Personal information
- Full name: Henry James Pallett
- Born: 2 January 1863 Birchfield, Staffordshire, England
- Died: 18 June 1917 (aged 54) Aston, Warwickshire, England
- Batting: Right-handed
- Bowling: Right-arm slow

Domestic team information
- 1894–1898: Warwickshire
- 1903: Staffordshire

Career statistics
| Competition | First-class |
| Matches | 77 |
| Runs scored | 929 |
| Batting average | 11.19 |
| 100s/50s | –/2 |
| Top score | 55* |
| Balls bowled | 16,459 |
| Wickets | 305 |
| Bowling average | 21.57 |
| 5 wickets in innings | 21 |
| 10 wickets in match | 7 |
| Best bowling | 9/55 |
| Catches/stumpings | 21/– |
- Source: Cricinfo, 25 March 2019

= Henry Pallett =

English cricketer

Henry James Pallett (2 January 1863 – 18 June 1917) was an English cricketer who played first-class cricket between 1886 and 1898, principally for Warwickshire. He was born in Birchfield, then in Staffordshire, and died at Aston, Birmingham.

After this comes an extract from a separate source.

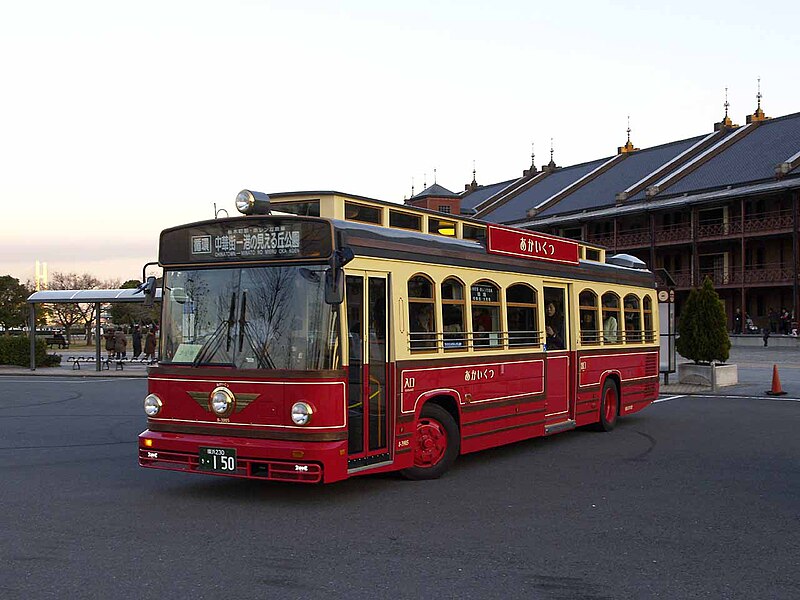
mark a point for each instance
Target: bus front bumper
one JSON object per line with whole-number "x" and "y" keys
{"x": 274, "y": 460}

Pallett was a right-handed lower-order batsman, though early in his career he batted higher up the batting order, and a right-arm slow bowler. Prominent in Birmingham area club cricket, he played for Warwickshire from 1883, though the county's games were not considered first-class until 1894, and the team was not included in the County Championship until 1895. At the end of the 1886 season, he was picked for a non-Test match England XI to play the Australian touring team under the captaincy of W. G. Grace and this game was his first-class cricket debut. He then played for the North against the 1890 Australians, in the 1891 North v South match, and for a team representing "Second-Class Counties" against the 1893 Australians: in none of these matches did he make much impact with either bat or ball.

In 1894, Warwickshire's matches against first-class teams were deemed also to be first-class, and Pallett played 15 matches that year, with outstanding success: he took 79 wickets at an average of 11.87 and among significant wicket-takers was behind only Test cricketers Dick Pougher and Tom Richardson in the national averages. He took five wickets in an innings 10 times and had three 10-wicket matches. His best return of the season, and of his entire first-class career, came in the match against Essex at Leyton, when he took nine first-innings wickets for 55 runs and followed that with five for 45 in the second innings for a match return of 14 for 100. He took a further 11 wickets in the return match at Edgbaston two weeks later.

The more competitive cricket that Warwickshire's entry into the County Championship in 1895 brought had some impact on Pallett's bowling figures, but with 95 wickets at an average of 21.49 he was the team's leading wicket-taker and second only to the irregular bowler Alfred Glover in terms of average. His best bowling came in an early-season game against Derbyshire, when he took eight first-innings wickets for 69 runs, and these were the best Championship figures he achieved in his career. He was less effective in 1896, when his 74 wickets cost more than 25 runs apiece, and even less so in 1897, with a poor return of 44 wickets costing more than 33 runs each. In these seasons, however, his batting improved and he made two scores of 55, the first of them, against Surrey in 1896, being not out and therefore counting as his highest first-class score.

After a few games in 1898, he disappeared from first-class cricket, although he played in a few Minor Counties matches for Staffordshire in 1903. By profession, he was a schoolmaster.